Protecting Your Customers From Account Takeovers

For today’s post, we’re giving you an update on risk mitigation and how subscription businesses can protect themselves and their customers as they grow their subscriber bases. Specifically, we’re going to discuss the vulnerability of My Account sections — an important feature of digital subscription companies.

Account Takeovers

A key part of subscription management is the user account. This is where subscribers directly manage their subscription plans. They can update payment and contact information, upgrade or downgrade plans, contact customer support or make additional one-off purchases. Unfortunately, the convenience and personalized approach of an individual subscriber account is threatened by increasing instances of account takeovers.

According to industry experts, to minimize the threat from account takeovers, businesses must identify high-risk users during account creation, flag suspicious account changes, and monitor suspicious purchasing behavior.

For example, to minimize the risk during account creation, make sure that you have implemented a two-step verification process. This makes it more difficult for fraudsters because it means they must have access to both the email and customer account.

However, a two-step verification process doesn’t solve all your problems. What if the fraudster has access to both accounts? That’s why it’s also important to look for suspicious account changes. For example, did the customer change their email address? Was a password reset page accessed from an unfamiliar IP address? These are things that by themselves can be considered harmless, but when combined, they start to form a suspicious pattern of behavior.

Ordering patterns can also indicate fraudulent activity. If your business model involves usage based billing, what does it mean when someone with lower usage suddenly becomes a super user? When a customer usually purchases below a certain price threshold, but suddenly is purchasing big-ticket items, or when they suddenly go on a spree buying lots of lower-ticket items, you might have a fraudster on your hands.

Identifying Fraud Through Behavioral Biometrics

Of course, you have to watch out for fraud in other places besides the account section. Fraudsters are also looking to exploit areas like the shopping cart, and you have to be able to identify behaviors that indicate when you are at risk. Behavioral biometrics refers to the observation and tracking of customer shopping cart behavior while making a purchase. Important behaviors to watch out for include:

Typing speed

Here the Goldilocks rule applies — not too fast, not too slow, but just right. If you observe typing that is too fast, it could be a fraudster using a malicious bot to place orders. Typing that seems too slow suggests the user may be unfamiliar with the data they’re trying to use.

Right-handed or left-handed

Is this trait consistent across multiple orders? If a user typically indicates a preference for their right hand, but all of a sudden you see indications of a left-handed typist, you may be seeing a fraudster.


Computers and humans make different sorts of typos. Malicious bots are programmed to take huge amounts of stolen personal data and try to complete orders online. But as these bots copy and paste stolen data, they wouldn’t recognize whether they’re in the correct field or not. So, for example, a bot might try putting payment information into the email address field.

Legitimate customers make more logical mistakes, like misspell the domain name of their email address and then they press backspace to correct the typo.

Typing rhythm

Legitimate customers generally have a natural rhythm to their typing. For instance, when customers type their phone numbers, they usually pause between the number sets.
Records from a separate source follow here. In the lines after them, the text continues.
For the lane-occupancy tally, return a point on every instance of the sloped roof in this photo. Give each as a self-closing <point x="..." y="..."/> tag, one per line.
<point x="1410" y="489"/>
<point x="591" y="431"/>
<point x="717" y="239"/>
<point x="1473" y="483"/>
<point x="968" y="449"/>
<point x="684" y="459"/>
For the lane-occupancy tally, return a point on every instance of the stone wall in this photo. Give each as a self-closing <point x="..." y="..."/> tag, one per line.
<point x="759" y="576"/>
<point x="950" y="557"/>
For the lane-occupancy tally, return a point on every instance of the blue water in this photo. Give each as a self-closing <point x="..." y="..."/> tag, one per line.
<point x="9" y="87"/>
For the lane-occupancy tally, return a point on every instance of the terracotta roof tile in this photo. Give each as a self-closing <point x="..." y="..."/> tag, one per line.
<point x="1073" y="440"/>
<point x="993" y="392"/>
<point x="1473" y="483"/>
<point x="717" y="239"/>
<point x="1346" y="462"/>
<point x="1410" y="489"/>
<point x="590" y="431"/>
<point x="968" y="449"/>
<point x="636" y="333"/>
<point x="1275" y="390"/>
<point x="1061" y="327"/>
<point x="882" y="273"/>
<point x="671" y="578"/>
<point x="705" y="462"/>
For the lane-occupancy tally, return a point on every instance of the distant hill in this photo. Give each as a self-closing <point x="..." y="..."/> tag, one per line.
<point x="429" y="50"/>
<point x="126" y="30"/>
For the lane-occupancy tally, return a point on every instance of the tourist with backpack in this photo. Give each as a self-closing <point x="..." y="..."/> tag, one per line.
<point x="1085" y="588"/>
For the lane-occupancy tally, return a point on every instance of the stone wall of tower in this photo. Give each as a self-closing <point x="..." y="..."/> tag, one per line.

For a U.S. customer, the pattern might look like this: ### (pause) ### (pause) ####.

Similarly for a credit card number, which is usually presented in four sets of four digits, a legitimate customer is likely to type the numbers in blocks of four just as it appears on the card.


In a straight forward transaction, or in a typical renewal of a subscription, your customer authorizes banks to transfer their money to you. But sometimes the data is deceiving. Sometimes the data makes it look like a legitimate customer is renewing their subscription, when in fact, that customer is not who they say they are.

Businesses need to reduce the security risks and costs associated with fraudsters exploiting sensitive customer information. Protecting customer accounts, and monitoring behavioral biometrics all have very real effects on your bottom line. Make sure your business is protected by trained individuals armed with the latest in fraud prevention tools and techniques.

Alyse Serritella is the Fraud Prevention Team Leader at cleverbridge.

Adrienne Pollitz and Truc Nguyen contributed to this article.